CongoCC generates a recursive-descent parser. Each production becomes a method, and a production that references another production compiles to a method that calls the other’s method. Parsing the grammar is thus, quite literally, running a set of mutually recursive functions whose call structure mirrors the grammar’s structure. This is why the generated code is readable, why a stack trace points at recognizable productions, and why embedding target-language actions in a production is natural — they are just statements in a method.

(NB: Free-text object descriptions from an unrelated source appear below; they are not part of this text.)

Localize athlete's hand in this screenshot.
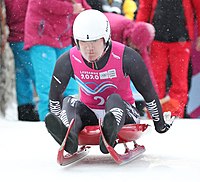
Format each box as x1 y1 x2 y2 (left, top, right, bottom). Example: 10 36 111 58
163 111 175 124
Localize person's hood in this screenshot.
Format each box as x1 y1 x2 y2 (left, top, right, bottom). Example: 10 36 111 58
130 22 155 51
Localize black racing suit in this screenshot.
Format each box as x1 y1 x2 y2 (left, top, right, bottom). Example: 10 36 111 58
49 42 166 134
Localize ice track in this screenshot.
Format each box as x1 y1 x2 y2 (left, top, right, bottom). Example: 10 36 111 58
0 116 200 182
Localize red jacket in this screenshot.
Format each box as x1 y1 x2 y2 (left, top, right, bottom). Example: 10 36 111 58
24 0 91 49
136 0 200 41
5 0 28 42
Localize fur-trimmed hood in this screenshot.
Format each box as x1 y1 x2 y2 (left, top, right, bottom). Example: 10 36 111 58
130 22 155 52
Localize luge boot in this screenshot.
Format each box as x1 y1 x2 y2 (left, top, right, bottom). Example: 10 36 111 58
45 113 78 155
99 112 118 154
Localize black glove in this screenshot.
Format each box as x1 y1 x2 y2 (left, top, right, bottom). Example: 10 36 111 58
154 111 175 133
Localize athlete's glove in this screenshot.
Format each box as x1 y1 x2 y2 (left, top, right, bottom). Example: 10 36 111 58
154 111 175 133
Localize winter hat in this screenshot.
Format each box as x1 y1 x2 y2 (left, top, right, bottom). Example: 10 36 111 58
130 22 155 52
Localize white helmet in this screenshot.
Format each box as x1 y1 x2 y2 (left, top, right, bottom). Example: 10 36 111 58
73 10 111 44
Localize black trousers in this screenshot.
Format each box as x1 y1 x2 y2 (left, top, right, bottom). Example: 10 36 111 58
62 93 140 134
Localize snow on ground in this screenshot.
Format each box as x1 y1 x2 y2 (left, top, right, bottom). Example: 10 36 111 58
0 105 200 182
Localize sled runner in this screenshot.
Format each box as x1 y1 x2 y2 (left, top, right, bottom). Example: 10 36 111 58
57 119 149 166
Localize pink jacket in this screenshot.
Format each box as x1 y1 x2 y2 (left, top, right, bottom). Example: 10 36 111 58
104 13 133 44
24 0 91 49
5 0 28 42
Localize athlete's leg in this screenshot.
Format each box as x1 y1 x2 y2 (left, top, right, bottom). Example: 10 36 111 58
124 101 141 124
61 96 98 133
100 93 127 153
45 113 68 149
45 96 98 154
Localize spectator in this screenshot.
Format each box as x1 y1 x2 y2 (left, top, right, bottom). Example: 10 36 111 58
86 0 103 11
136 0 200 118
101 0 123 14
0 0 10 116
0 0 6 55
122 0 137 20
24 0 91 121
87 0 137 20
4 0 39 121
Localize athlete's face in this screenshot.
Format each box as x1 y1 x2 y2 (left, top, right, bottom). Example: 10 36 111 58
79 38 105 62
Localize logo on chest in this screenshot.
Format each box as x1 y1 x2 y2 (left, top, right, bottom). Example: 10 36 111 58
76 69 118 95
80 69 117 80
99 69 117 79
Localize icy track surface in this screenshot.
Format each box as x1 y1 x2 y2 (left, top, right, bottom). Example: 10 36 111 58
0 117 200 182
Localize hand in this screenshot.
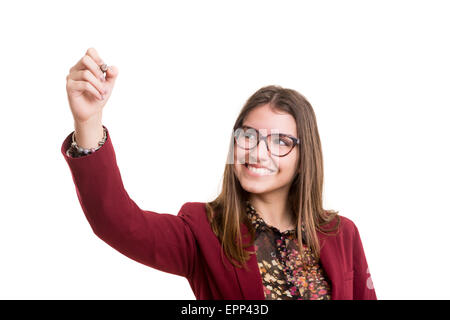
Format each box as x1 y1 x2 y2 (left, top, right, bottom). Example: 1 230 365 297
66 47 119 124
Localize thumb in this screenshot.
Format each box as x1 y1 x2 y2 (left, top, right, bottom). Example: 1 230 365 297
105 65 119 84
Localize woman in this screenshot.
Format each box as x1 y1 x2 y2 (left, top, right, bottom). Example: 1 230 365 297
62 47 377 300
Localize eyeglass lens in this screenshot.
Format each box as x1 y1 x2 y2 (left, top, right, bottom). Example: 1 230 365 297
234 128 294 156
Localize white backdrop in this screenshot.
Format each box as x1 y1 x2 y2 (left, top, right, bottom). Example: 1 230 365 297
1 0 449 299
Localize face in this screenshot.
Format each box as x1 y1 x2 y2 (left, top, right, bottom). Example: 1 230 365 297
233 104 299 196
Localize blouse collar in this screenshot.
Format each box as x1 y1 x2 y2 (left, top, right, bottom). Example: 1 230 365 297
245 200 306 240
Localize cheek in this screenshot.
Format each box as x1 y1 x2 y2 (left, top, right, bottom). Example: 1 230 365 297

The cost of this model is that the grammar must not be left-recursive: a production cannot call itself as its very first action, or the parser would recurse forever. Left recursion is expressed instead with the repetition operators, which is exactly what the calculator grammar does to make its operators left-associative.

Deciding at choice points

At each choice point the parser must pick an alternative. By default it decides on the next single token: if that token can begin an alternative, the parser commits to it. This is fast and, for most of a grammar, sufficient.

When one token is not enough, the parser does scan-ahead: it tentatively scans the upcoming tokens far enough to decide, then rolls back and parses for real. The =>|| marker and the SCAN statement (Disambiguation) are how you tell it where and how far to scan. A long-standing limitation of the original JavaCC — that nested scan-ahead did not work — has been fixed, so a scan may itself enter productions that scan.

What “deterministic” means here

The generated parser is deterministic: at every point it makes one choice and follows it, using lookahead to choose well rather than trying alternatives in parallel. Scan-ahead is bounded backtracking for the decision only — the parser looks, decides, and then parses once. Understanding that the decision and the parse are separate steps is the key to reasoning about lookahead.